View Full Version : Bandwidth help again
anthony
07-19-2006, 04:40 AM
All this month I have been working on the bandwidth problem for my site www.studio93.it . The site gets almost 2000 hits a day has alot of news. I put in the .htaccess to block image theft which has worked and also on the site the news photo's when they are uploaded a thumbnail is created and called in the news articles on the site instead of the larger photo. The larger photo is seen when reading the article in question. My robot.txt I have blocked yahoo and google image engines which is working. I am allowed 10g a month but as of today I am at 8 already . I have got it down from last month but I need to get lower. I have also a rss feed does that have anything to do with the bandwidth ?
thanks anthony
Arthur
07-19-2006, 06:49 AM
If you take a look at the Top URLs in your stats, you'll see that a very large part of the transfer (about 4.5 GB) is coming from all images and image.php.

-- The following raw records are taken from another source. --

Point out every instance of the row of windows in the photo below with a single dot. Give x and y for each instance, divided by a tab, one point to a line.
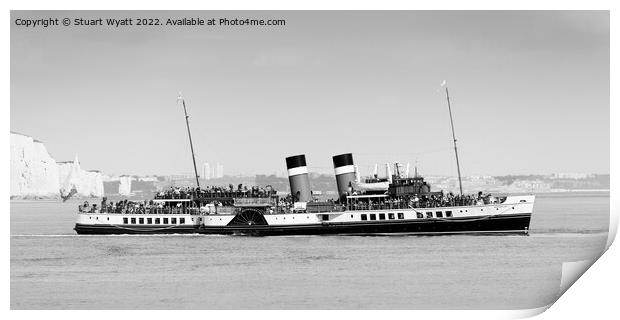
438	214
150	220
390	216
373	216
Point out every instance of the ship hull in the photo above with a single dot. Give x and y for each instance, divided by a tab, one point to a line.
102	229
500	224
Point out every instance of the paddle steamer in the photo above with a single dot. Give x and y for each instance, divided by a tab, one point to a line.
396	204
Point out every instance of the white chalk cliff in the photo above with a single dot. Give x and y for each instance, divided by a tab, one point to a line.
35	174
86	183
124	187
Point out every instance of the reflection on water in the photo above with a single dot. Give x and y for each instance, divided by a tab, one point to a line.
52	268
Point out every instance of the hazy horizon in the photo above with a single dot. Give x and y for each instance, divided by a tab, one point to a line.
529	91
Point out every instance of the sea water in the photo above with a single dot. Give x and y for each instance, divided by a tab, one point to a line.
53	268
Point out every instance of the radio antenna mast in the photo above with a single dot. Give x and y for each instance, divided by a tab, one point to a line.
456	153
190	137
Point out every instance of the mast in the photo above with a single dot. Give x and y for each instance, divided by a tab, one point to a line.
456	153
190	138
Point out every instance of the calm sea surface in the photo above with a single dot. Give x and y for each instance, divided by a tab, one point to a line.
52	268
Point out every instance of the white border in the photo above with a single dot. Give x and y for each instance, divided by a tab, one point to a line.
594	294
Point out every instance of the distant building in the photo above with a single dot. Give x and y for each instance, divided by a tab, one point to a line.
206	171
219	173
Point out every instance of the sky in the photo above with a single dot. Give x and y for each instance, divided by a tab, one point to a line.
529	91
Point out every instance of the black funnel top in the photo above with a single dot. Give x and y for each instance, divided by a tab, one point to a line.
296	161
342	160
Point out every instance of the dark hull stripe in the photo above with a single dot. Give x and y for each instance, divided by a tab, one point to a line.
506	224
132	229
491	224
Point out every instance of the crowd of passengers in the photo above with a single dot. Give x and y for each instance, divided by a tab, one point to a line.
451	200
286	203
240	191
128	206
432	200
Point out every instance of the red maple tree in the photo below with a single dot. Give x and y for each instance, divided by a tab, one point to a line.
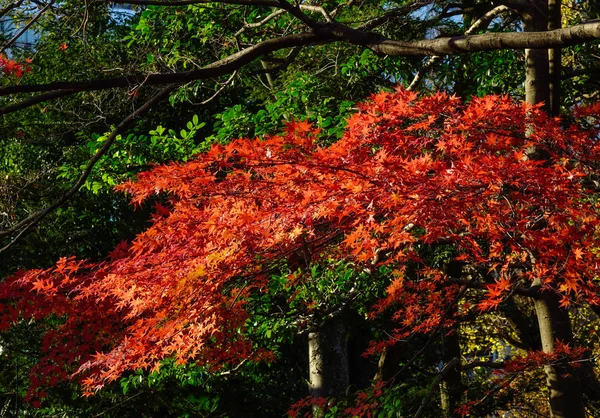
12	67
509	187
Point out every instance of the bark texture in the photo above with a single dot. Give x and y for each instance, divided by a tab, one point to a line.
328	360
564	388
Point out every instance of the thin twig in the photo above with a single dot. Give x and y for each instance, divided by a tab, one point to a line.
35	218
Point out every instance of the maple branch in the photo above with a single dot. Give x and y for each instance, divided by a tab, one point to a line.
479	24
11	6
27	26
215	69
177	3
35	218
332	32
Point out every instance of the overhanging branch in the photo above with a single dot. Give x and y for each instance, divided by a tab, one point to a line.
328	33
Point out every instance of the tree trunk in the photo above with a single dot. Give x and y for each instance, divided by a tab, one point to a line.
554	59
563	387
329	374
451	389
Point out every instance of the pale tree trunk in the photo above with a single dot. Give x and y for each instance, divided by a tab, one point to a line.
329	373
451	389
542	84
554	58
563	387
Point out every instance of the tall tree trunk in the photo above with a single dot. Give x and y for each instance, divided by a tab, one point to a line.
554	323
563	386
554	58
329	374
451	389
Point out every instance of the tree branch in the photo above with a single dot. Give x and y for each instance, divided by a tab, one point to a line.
178	3
27	26
24	225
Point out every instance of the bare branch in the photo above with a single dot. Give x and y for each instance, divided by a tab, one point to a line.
177	3
331	32
479	24
33	219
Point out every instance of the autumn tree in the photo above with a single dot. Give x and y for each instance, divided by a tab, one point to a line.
409	173
270	43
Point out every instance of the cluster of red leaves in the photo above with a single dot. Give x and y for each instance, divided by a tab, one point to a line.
409	171
515	370
11	67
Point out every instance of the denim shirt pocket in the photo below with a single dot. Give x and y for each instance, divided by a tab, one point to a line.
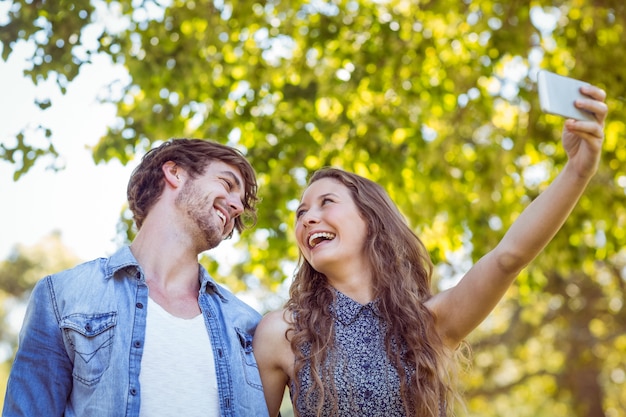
250	368
90	339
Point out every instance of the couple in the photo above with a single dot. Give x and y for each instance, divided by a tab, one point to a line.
147	332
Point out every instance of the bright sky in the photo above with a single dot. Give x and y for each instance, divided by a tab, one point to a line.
83	201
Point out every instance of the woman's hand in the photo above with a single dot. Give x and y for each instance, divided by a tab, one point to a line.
582	140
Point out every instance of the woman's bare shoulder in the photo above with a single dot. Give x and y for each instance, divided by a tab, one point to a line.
273	324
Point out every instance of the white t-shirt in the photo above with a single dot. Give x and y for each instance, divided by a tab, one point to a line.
177	375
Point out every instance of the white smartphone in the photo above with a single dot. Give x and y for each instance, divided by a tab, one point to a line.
558	93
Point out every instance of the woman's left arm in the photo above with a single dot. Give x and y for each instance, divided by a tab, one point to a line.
462	308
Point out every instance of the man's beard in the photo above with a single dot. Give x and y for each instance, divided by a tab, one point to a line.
198	209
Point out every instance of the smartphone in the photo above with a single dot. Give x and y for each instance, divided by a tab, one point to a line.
558	93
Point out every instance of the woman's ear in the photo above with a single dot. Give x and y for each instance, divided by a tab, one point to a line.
171	173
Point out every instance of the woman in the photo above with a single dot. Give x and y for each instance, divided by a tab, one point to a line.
362	334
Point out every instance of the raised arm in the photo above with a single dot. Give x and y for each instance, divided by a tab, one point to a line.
274	357
462	308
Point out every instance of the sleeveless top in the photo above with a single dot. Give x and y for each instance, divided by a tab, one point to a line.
366	382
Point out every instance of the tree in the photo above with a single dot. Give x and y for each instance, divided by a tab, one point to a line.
436	101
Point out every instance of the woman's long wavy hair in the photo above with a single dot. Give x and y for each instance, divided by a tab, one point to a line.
401	271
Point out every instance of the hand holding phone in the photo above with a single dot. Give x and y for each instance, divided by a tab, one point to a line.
558	93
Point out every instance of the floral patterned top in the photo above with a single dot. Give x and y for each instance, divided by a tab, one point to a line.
366	382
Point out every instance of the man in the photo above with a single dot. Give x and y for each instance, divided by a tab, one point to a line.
147	332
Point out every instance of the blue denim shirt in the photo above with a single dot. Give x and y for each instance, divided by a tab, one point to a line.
81	344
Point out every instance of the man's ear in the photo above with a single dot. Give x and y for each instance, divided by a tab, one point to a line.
171	173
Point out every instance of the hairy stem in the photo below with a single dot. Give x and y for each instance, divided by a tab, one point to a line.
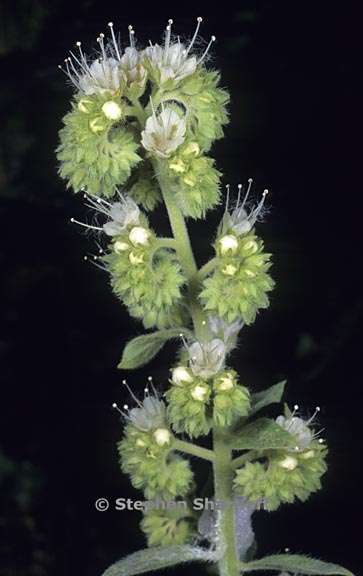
247	457
222	453
223	484
183	248
194	450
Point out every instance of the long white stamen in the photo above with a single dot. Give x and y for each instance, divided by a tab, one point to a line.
74	221
131	36
239	194
110	24
124	382
168	35
115	407
227	200
94	263
213	39
317	410
250	180
199	21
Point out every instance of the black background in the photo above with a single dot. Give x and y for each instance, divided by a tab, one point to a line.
289	67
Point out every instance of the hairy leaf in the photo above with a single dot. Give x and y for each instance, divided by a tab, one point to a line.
269	396
142	349
157	558
263	434
296	563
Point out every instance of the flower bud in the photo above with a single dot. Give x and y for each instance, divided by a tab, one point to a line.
85	105
289	463
224	383
181	375
228	244
112	110
139	236
120	246
162	436
97	125
200	393
229	270
136	258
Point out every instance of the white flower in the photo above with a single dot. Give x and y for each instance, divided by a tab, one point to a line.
225	330
131	66
199	393
181	375
298	428
120	214
163	133
139	236
149	414
162	436
228	244
289	463
112	110
241	220
102	74
207	358
173	60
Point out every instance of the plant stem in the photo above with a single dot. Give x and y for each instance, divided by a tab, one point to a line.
194	450
208	267
222	453
247	457
183	249
223	486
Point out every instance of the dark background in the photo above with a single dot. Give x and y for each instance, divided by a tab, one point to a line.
289	68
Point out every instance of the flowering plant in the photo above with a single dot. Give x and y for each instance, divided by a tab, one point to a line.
139	133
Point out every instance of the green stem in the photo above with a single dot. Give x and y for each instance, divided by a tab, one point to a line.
247	457
223	485
194	450
183	249
207	268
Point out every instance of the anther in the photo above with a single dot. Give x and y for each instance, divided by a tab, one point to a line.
114	405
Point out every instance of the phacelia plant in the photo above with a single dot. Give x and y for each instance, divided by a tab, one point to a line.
138	134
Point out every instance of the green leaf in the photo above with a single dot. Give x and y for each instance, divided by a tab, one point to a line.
269	396
263	434
157	558
142	349
296	563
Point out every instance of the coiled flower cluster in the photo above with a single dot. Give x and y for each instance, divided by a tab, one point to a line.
146	453
285	475
195	403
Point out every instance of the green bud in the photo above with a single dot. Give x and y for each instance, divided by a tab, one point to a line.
246	267
170	526
284	478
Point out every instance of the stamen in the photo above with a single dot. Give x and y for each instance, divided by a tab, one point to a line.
110	24
114	405
150	379
317	410
213	39
199	21
250	180
131	36
74	221
239	194
168	34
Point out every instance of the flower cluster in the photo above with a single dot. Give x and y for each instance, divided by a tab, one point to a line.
97	152
238	286
147	279
285	474
195	402
170	526
146	453
109	131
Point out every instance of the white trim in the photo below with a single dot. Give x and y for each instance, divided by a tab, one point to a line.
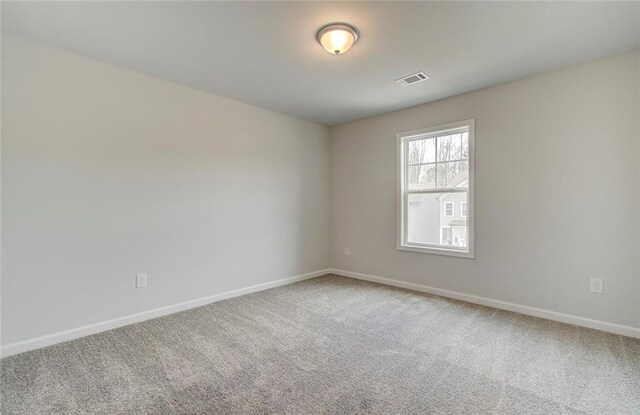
75	333
503	305
402	195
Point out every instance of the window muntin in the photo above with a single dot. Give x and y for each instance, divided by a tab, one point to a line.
435	190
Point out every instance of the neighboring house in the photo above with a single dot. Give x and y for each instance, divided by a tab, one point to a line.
439	218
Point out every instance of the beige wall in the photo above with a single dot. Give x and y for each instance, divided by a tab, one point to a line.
107	173
557	192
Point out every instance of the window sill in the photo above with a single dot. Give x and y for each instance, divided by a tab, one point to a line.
437	251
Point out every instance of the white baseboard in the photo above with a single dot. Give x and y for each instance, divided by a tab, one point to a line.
62	336
503	305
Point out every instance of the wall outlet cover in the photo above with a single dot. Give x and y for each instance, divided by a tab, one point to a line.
141	280
597	285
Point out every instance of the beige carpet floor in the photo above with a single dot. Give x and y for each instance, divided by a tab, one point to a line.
331	345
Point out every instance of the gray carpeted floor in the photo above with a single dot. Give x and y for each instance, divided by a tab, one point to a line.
331	345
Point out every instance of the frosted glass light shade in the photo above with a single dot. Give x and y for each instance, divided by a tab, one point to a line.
337	38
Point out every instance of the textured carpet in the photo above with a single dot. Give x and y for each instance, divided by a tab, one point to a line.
331	345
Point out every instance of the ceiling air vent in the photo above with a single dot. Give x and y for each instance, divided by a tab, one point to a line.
412	79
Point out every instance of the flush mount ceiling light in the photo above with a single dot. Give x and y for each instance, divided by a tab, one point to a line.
337	38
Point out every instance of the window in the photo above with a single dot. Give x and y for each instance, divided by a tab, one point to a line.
436	174
448	209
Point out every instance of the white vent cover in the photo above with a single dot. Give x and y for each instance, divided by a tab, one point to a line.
412	79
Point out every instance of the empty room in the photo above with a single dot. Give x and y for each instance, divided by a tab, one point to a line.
320	207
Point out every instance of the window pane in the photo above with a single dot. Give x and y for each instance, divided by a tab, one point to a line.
423	215
422	177
428	221
450	147
453	174
422	151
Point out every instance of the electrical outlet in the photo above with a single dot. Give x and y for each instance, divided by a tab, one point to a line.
597	285
141	280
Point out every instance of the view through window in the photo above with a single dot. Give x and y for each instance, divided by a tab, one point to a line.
435	188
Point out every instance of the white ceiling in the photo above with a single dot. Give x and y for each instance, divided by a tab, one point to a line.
265	53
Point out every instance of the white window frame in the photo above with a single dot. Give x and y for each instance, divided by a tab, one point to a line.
402	193
453	209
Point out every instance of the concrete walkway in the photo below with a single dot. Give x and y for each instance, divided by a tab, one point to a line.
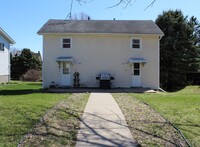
103	124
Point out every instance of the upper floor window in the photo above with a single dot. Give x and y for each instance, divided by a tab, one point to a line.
1	47
136	43
66	43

All of your thumbnail images seem to be served by image.php, this among others means that these images are not cached by the user's browser. On each and every page the user visits the thumbnail images are requested again from the server, even if the images are the same.
The best way to take advantage of browser caches is to make the content static, i.e. linking directly to the image files, instead of funneling them through image.php. If that is not an option, you should have image.php provide "freshness information", such as a last-modified date and preferably also an expiration date and cache-control information.
This is also reflected in the file types that were served. Over 50% were PHP files and only 28% was JPG (GIF 13%). About 90% of the hits is for graphical content, so that ratio is skewed.
Search the web for "cacheability" and you'll find lots of information on the subject. Well over 75% of the server responses (http://service.futurequest.net/kb31) was "200", only about 20% was "304" (IOW were read from the browser cache). If you can get these numbers more balanced, you'll save a lot of bandwidth/transfer.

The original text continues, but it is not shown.